Companies and organizations including AdvaMed, Johnson & Johnson, Smith & Nephew and Stryker voiced support for many of the changes while calling for CMS to rethink certain aspects of its plan.
CMS extended the fifth year of the initiative by three months, as the impact of the pandemic became clear, but groups including AdvaMed lobbied for a further delay. AdvaMed called for the fifth year to continue through to the end of 2021. CMS ultimately met the trade group part way, moving the end of the fifth year back by another six months. Year six will now start on Oct. 1 and run for 15 months.
Respondents including AdvaMed, J&J and Stryker also raised concerns about CMS plans to exclude current voluntary participants from CJR. The agency finalized a policy to exclude rural and low-volume sites in 2017 but allowed them to opt in to the third, fourth and fifth years of the initiative. CMS said 86 of almost 400 eligible providers opted in but it proposed shutting them out of the extension.
"The cost to evaluate the small voluntary arm of the model for years 6-8 would be excessive relative to the information we could glean from the small sample size," CMS wrote in its original proposal.
AdvaMed said the exclusion "will mean losing potential savings to the program," adding that the hospitals "have invested in infrastructure to run their programs with the expectation of continued opportunity to participate in bundled payment programs." In finalizing the proposal, CMS reiterated the need to exclude the hospitals to control costs and "minimize selection bias while evaluating the impact of the changes."
Premier, which includes approximately 4,100 U.S. hospitals and health systems, in a written statement said it was encouraged by the changes to the three-year extension of CJR. However, Premier also said it was concerned that CMS limited the extension to only hospitals in the mandatory regions.
"We believe hospitals that have voluntarily chosen to participate and are invested in this model should be allowed to participate in the extension," said Blair Childs, Premier's senior vice president for public affairs.

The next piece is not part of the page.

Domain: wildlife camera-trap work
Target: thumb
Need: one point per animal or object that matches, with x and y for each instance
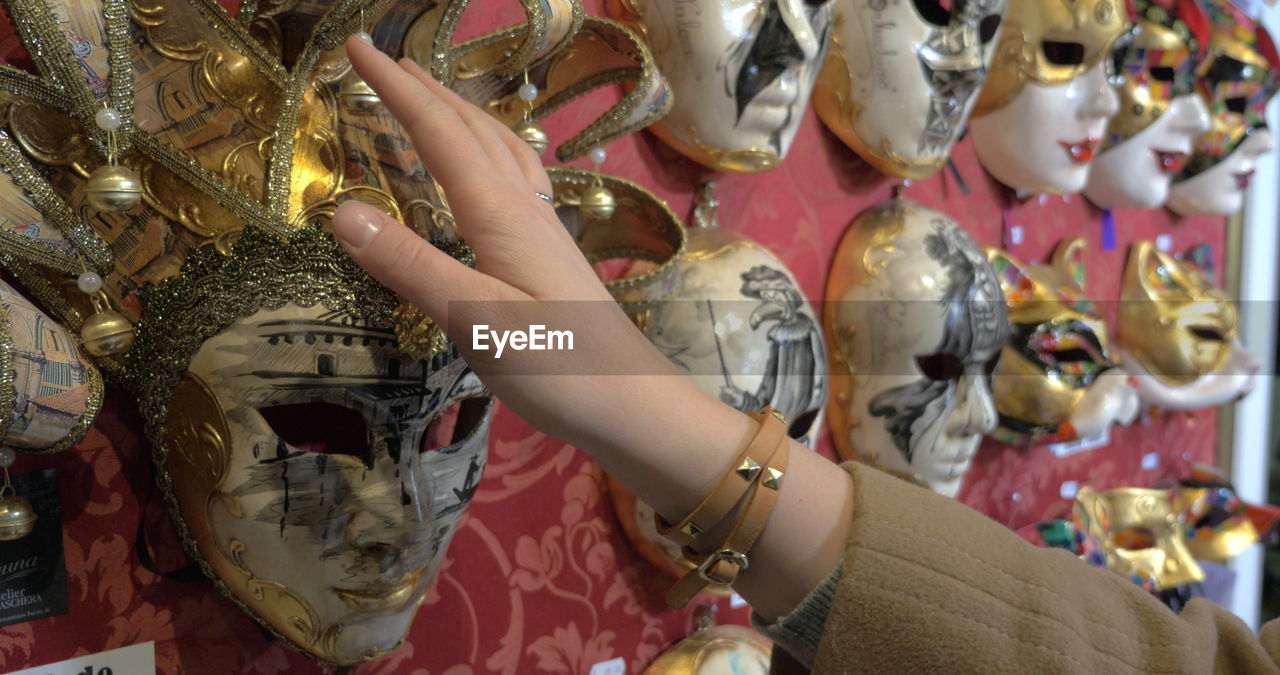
(406, 263)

Analysts at Cowen see minimal impact from CJR on device prices, noting that CMS is currently focused on the costs of post-acute care. The initiative could evolve in ways that put pressure on the prices of devices but the analysts believe companies can mitigate that threat.
"We believe device manufacturers are increasingly preparing for a future need to sell the 'total solution' – that is, a full product line involving capital as well as implants to outpatient customers. This soup-to-nuts approach significantly increases the number of products sold to each customer, thereby decreasing the revenue impact from any price degradation for a single product," the analysts wrote.